G. C. M. Oui, je reçois des dizaines de demandes d’interventi­ons dans des écoles d’infirmière­s. Beaucoup d’aides-soignants expliquent que le film, comme le livre, remet en question leurs pratiques, car il montre l’hôpital du point de vue du patient, au quotidien. A Angoulême, par exemple, une infirmière a raconté qu’elle se rendait compte maintenant qu’elle avait des petites manies. Comme dire : « Comment il va ? » au patient… M. Idir C’est ce que fait Jean-Marie, l’aide-soignant, dans le film. Alban Ivanov, qui joue le rôle, a rencontré le vrai Jean-Marie : il prétend avoir arrêté de dire « il ». G. C. M. J’ai un gros doute !

Il est sympa ou lourd?

G. C. M. Il est les deux. A 7 heures et demie du matin, il te met la lumière dans la gueule. En même temps, mieux vaut avoir affaire à un mec souriant qu’à un mec qui te plombe. Il fait super bien son métier. Et puis t’es bien obligé de l’aimer, vu qu’il fait pour toi tout ce que tu ne peux plus faire seul. Sans lui, tu ne peux plus vivre.

Les adieux de Ben avec Jean-Marie ne sont pas très chaleureux…

G. C. M. Peut-être parce que Jean-Marie met de la distance avec ce « il », distance qui le protège. Il ne peut pas s’attacher à chaque patient. Ils ont passé un an ensemble, mais la vie continue. M. Idir Finalement, celui qui reste dans le centre, c’est l’aidesoigna­nt. Lequel est le plus à plaindre ?

Malgré la tragédie vécue par Ben, on le voit peu souffrir moralement.

G. C. M. Il est le seul de l’étage à récupérer. Moi, quand j’étais dans ce centre, je m’imaginais repartir en courant et reprendre le basket. On me dit que ma moelle épinière est abîmée, qu’une vertèbre s’est mise dedans, mais je ne suis pas neurologue. La plupart des tétras ne remarchero­nt jamais, ne bougeront plus jamais. Or moi, je bouge d’emblée un doigt de pied, et une semaine plus tard les doigts de la main. Je me dis : c’est bon, ça prendra du temps mais tout reviendra. Dans le film, Ben raconte à son copain, au téléphone, que c’est l’enfer : il ne peut pas tenir le combiné ni pisser seul, il n’a aucune intimité. Mais il a de l’espoir. J’étais comme ça : très combatif, plein d’espoir. Cela dit, on le voit tout de même souffrir : quand il peine à prendre la main de Samia ou qu’il essaie simplement de bouger le pied droit.

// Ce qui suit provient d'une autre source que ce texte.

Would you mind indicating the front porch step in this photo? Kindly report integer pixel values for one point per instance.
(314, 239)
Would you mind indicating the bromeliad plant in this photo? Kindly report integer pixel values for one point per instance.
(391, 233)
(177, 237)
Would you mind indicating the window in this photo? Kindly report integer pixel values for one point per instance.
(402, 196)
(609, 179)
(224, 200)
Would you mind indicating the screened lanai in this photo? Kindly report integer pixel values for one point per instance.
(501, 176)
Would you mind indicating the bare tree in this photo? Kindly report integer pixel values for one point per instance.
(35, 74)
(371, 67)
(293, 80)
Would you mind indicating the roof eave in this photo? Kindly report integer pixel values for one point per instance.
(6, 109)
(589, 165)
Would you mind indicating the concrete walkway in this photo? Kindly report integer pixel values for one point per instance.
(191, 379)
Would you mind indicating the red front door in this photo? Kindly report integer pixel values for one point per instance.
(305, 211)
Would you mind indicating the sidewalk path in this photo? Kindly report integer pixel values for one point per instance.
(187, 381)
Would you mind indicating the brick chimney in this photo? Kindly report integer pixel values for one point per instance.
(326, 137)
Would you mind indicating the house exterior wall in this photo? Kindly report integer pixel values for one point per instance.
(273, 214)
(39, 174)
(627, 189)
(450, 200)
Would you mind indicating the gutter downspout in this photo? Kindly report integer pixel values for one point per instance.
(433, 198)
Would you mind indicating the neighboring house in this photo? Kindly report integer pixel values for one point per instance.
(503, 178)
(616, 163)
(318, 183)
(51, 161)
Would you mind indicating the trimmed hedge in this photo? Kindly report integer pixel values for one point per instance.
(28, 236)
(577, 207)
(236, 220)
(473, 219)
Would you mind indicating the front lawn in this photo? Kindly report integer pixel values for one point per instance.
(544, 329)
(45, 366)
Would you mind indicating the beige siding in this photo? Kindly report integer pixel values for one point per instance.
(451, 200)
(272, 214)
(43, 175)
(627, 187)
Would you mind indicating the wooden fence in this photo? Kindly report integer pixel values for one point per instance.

“PROJET DE VIE : PISSER TOUT SEUL” Ses moments de découragem­ent restent rares…

G. C. M. Je n’en ai pas eu. Quand on annonce à Ben qu’il ne jouera plus au basket, il en pleure. Il n’ose pas le dire à ses parents de peur de les tuer. Mais encore une fois, lui, il récupère. Eddie s’est pris une balle dans la colonne : il a une phlébite, une escarre au cul, et ne récupère pas. Steeve fait une tentative de suicide. Toussaint a comme projet de vie de pisser un jour tout seul. C’est terrible, il n’y a pas pire que d’être un tétra qui ne récupère pas. Des mecs combatifs, il y en a des milliers, mais quand ton corps n’a pas bougé d’un centimètre en trois mois, ça peut niquer l’esprit le plus combatif du monde. J’ai un bon mental et j’étais très sportif, ça m’a aidé dans la rééducatio­n. Mais le rôle du mental n’est pas quantifiab­le. Les mystères du corps humain jouent aussi : pourquoi l’un récupère et l’autre pas…

La clé de voûte du film, c’est aussi son humour grinçant…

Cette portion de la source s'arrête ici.